Deep Convolutional Neural Networks to better understand exoplanets

Presenter: Tiziano ZINGALES
Abstract:
Artificial Intelligence has become an increasingly popular tool in the study of exoplanets. Generative Adversarial Networks (GANs) are a class of machine learning algorithms able to learn from any dataset. Here I show two possible applications for Deep Convolutional GANs, to help us characterizing exoplanetary atmospheres and detecting new non-transiting planets.

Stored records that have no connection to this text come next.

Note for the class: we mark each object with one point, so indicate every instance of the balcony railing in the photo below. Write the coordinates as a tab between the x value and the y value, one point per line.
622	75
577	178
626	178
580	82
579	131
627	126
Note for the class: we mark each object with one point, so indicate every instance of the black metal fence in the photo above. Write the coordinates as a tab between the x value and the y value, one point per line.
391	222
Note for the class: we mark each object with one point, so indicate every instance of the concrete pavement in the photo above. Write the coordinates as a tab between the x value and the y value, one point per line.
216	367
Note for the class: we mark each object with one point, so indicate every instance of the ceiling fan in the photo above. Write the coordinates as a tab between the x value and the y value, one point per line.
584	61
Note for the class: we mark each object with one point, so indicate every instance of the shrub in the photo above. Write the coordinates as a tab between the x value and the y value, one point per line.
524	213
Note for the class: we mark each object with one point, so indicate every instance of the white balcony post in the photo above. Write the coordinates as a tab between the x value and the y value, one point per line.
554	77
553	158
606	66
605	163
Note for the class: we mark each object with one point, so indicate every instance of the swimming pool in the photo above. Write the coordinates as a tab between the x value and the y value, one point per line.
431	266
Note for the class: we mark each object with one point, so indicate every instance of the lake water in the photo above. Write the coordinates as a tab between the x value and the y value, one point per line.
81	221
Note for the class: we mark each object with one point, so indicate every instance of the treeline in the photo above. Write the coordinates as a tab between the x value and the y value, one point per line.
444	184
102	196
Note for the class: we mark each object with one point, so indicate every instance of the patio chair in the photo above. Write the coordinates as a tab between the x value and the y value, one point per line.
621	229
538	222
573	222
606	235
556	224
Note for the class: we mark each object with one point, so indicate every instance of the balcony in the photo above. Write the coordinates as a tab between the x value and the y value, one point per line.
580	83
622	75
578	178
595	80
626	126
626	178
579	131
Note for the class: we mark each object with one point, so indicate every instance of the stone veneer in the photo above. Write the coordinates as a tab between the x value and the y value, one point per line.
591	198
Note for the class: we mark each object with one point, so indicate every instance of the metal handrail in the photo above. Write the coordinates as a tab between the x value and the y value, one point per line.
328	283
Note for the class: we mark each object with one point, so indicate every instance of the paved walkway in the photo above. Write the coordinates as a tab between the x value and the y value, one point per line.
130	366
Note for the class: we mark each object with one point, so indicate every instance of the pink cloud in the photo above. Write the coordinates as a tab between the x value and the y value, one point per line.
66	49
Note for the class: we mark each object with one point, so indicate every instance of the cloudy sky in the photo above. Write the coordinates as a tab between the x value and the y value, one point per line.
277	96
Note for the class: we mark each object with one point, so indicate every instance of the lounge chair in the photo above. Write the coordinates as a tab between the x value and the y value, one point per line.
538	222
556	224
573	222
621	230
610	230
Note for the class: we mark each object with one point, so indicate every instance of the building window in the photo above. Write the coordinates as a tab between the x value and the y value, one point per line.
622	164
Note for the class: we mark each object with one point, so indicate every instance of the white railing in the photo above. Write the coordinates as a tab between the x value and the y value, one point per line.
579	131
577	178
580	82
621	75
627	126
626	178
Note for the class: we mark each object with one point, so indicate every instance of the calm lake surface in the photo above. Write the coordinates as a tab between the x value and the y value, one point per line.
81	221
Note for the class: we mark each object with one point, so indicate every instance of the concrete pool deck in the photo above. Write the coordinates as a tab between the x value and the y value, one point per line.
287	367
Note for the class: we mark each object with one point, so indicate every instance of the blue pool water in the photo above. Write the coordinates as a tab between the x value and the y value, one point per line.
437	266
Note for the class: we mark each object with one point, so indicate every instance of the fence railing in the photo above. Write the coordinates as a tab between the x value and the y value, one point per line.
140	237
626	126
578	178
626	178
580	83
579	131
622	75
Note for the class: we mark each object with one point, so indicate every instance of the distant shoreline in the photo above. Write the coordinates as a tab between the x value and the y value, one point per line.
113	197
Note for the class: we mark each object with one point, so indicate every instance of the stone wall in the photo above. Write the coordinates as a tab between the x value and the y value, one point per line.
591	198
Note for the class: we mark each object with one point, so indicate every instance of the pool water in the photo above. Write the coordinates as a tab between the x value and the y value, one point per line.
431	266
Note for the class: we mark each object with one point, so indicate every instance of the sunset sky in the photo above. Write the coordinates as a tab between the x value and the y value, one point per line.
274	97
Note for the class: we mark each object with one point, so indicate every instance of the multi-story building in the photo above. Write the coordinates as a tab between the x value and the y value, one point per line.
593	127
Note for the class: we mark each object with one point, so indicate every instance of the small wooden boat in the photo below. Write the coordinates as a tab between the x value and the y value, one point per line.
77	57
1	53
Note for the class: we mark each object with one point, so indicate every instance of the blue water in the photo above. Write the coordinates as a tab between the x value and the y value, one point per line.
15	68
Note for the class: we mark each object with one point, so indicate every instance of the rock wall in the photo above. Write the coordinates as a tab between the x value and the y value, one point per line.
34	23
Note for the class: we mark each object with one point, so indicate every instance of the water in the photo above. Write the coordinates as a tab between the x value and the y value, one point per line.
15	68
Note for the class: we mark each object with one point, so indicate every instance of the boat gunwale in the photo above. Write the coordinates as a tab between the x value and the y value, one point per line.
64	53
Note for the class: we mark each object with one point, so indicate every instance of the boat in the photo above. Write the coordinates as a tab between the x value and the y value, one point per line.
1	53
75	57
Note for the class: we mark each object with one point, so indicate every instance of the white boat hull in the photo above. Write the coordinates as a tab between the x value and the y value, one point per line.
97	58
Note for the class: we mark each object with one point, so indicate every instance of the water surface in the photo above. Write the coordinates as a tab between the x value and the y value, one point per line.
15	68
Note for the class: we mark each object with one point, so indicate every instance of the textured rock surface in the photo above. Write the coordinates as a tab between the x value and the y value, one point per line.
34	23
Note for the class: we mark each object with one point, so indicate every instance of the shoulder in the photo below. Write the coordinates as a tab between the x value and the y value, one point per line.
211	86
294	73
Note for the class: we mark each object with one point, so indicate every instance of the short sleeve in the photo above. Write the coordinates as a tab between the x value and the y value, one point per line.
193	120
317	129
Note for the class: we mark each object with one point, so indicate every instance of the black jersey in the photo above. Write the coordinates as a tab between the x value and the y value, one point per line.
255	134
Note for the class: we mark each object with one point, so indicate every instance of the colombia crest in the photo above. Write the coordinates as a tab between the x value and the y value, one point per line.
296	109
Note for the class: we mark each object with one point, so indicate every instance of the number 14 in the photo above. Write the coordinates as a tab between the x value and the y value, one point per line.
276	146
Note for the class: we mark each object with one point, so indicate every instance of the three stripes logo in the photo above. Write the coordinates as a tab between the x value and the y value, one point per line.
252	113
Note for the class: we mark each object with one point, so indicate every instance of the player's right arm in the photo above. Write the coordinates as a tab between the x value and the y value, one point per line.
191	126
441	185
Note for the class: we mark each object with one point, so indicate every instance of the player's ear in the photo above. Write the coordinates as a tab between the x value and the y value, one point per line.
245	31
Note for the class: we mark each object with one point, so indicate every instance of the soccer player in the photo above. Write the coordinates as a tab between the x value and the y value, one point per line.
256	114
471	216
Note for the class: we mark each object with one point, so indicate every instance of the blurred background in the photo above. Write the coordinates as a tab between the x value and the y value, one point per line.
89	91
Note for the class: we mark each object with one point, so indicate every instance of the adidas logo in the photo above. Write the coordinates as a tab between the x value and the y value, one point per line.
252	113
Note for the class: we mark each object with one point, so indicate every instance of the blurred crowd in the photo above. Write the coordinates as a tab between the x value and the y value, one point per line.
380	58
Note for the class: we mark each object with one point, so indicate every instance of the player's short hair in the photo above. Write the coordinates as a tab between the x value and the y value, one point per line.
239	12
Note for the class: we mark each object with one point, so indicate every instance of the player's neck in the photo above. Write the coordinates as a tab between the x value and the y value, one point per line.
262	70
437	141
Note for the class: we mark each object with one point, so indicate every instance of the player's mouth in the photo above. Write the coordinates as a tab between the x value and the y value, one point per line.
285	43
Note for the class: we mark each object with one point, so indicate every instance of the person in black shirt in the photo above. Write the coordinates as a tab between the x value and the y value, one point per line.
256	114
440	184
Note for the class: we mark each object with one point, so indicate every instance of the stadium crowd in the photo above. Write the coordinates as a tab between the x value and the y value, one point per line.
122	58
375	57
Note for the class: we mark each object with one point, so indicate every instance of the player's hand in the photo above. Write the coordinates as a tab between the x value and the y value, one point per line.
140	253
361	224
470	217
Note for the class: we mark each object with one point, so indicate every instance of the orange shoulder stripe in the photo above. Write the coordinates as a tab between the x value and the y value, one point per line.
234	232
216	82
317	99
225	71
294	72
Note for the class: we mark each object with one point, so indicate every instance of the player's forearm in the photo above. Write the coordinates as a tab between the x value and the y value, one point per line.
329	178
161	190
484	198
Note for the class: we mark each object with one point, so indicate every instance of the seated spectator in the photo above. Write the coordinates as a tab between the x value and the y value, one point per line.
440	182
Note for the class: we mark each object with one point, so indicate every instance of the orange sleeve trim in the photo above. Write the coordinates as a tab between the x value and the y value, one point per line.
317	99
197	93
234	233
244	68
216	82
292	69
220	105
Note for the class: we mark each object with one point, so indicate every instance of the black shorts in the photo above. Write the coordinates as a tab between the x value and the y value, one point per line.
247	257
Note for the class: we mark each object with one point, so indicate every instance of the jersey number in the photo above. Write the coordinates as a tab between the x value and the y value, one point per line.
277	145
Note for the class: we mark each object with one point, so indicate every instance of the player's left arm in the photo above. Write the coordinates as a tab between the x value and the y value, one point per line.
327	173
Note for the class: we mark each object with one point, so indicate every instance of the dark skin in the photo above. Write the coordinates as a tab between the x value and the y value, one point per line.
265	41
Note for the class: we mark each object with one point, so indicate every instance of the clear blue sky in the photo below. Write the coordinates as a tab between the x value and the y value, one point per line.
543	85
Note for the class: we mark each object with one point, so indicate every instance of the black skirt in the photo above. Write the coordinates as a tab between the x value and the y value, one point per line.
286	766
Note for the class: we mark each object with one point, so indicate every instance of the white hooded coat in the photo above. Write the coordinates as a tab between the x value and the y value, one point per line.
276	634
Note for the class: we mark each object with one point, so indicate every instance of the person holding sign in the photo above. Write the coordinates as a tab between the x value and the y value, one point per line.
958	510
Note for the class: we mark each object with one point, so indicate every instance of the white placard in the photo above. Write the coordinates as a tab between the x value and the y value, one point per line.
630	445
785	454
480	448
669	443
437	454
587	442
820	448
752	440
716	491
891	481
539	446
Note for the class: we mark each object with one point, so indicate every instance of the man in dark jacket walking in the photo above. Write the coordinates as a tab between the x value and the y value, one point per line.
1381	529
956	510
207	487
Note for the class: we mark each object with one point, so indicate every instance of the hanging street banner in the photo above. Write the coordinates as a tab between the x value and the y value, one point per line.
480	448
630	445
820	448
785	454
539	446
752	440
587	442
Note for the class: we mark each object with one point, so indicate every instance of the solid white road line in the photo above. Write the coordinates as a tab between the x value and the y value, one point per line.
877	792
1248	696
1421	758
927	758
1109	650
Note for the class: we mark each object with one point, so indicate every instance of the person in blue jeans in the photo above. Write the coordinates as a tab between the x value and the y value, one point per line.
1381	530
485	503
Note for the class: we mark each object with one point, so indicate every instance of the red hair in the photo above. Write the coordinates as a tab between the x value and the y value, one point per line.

Atmospheric retrievals: they usually involve computationally intensive Bayesian sampling methods. Large parameter spaces and increasingly complex atmospheric models create a computational bottleneck forcing a trade-off between statistical sampling accuracy and model complexity. It is especially true for upcoming JWST and ARIEL observations. I introduce ExoGAN, the Exoplanet Generative Adversarial Network, a new deep learning algorithm able to recognise molecular features, atmospheric trace-gas abundances and planetary parameters using unsupervised learning. Once trained, ExoGAN is widely applicable to a large number of instruments and planetary types. The ExoGAN retrievals constitute a significant speed improvement over traditional retrievals and can be used either as a final atmospheric analysis or provide prior constraints to subsequent retrieval.

Detection of non-transiting planets: their phase curve modularity can give us some hint of their properties. DCGANs can also be trained to detect and study non-transiting planets, starting from their orbital phase curves.